The worst part of this? Keep reading.

“The crew considered their own training, knowing full well that any flight with a bomb scare should be aborted followed by evacuation and a complete search of the aircraft. ‘We were all airplane people, so we did not want to take off with a bomb scare,’ recalled Ron. ‘Elvis had been getting bomb threats since 1956 though so we figured it was par for the course. Flying Elvis Presley meant you had to be ready to roll with the punches. That’s what we signed up for.”

Bomb threats were par for the course?

Bomb threats “since 1956”? Not sure this is true.

Continuing:

“They never made it to the usual 35,000 feet. Instead, they stayed more at 22,000 feet in case a bomb did go off. If they had decompression issues to worry about, the effect would be less at a lower altitude. ‘We were definitely thinking about what we would do if the [worst] did happen,’ said Ron. ‘It felt very odd to go against our training.’ Of course, it turned out to be another typical situation in the life of Elvis Presley. Although it was the crew’s first bomb threat, Elvis had been dealing with threats throughout his twenty-year career.”

“Another typical situation”?

Anyway, here we learn that the crew knew the proper procedure for dealing with a bomb threat, but they deferred to Elvis instead of following their training, and what they knew was the right thing to do. Think about that. They allowed Elvis to make the decision to continue on to Memphis with the possibility that a bomb was on the plane. Why did they do this? Because they “signed up for that,” knowing they had to “roll with the punches” as Elvis’s flight crew…?

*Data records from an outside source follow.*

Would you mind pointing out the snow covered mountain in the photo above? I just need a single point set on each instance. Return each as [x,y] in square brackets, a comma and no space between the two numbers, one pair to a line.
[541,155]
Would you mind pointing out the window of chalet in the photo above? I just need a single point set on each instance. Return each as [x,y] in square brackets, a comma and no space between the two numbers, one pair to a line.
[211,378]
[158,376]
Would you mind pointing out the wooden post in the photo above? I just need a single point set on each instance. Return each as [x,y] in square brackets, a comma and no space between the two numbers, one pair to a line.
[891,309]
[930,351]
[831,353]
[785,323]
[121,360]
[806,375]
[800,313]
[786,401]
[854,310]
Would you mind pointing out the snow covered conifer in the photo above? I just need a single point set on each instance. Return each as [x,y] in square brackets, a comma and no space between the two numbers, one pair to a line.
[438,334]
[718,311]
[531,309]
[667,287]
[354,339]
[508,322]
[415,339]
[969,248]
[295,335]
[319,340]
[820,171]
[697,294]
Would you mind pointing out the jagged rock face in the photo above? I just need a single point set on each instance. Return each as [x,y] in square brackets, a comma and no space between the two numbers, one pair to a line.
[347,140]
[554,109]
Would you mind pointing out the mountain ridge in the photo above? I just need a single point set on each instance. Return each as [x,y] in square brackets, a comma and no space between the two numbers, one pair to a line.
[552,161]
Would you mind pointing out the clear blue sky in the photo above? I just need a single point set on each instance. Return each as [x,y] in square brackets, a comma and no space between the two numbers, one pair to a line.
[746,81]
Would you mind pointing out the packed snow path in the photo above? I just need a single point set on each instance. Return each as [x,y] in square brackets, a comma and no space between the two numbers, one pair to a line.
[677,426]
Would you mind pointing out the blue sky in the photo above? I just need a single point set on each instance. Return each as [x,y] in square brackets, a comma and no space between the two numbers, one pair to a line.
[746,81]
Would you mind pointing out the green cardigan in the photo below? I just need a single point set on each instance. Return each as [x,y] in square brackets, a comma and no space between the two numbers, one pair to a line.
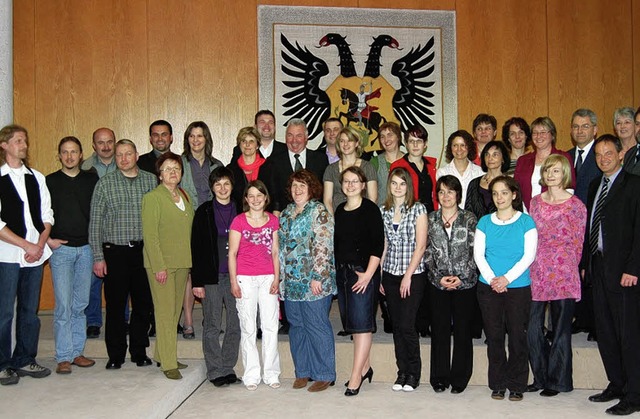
[166,230]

Have these people lost their minds?

Elvis shoots TVs. Elvis fires guns inside his hotel suite and nearly hits people. Elvis threatens to kill Sonny and Red. Elvis plots to have Mike Stone killed. And here, he recklessly puts the lives of multiple people in danger, and for what…so he can get to Memphis and sleep in his own bed? What was so important that he’d demand to depart Pittsburgh under these circumstances? Is the Elvis community so pathologically focused on seeing Elvis presented as a bad-ass tough-guy that some of us (them?) have lost the sense of how normal people should behave? Even Ron Strauss in this book seems to suggest that this was all a joke (par for the course!), and Elvis was so accustomed to aircraft bomb threats that it was no big deal, and that Elvis was tough and faced the bomb threat head-on. Are we supposed to be impressed?

And I am curious, why did this bomb threat not make it into the flight log notes? January 1 at PIT: [blank].

And why is the Allegheny County PD (who would have initially responded to the call) unable to find any record of this bomb threat?

To close, here are a few observations from a pilot I consulted on these questions:

“Yes, the airplane should have been inspected before take off – that is common sense. But that they didn’t shows that the PIC (Pilot in Command – aka the Captain) let somebody else override his authority. In this case, Elvis. Regarding the situation with the pressurization and the pilot flying the plane low [that] is neither here nor there unless the pilot knew for sure that the possible bomb had a pressurization trigger. However, logic is that the higher you go, the higher the differential pressure between inside and outside becomes. So, if you’re trying to stay low because of a possible bomb, you stay even lower – not higher than 10K. This would help in an explosion by just blowing out a window instead of the whole side of the plane. And, over 10K feet supplemental oxygen is required (after 30 mins).”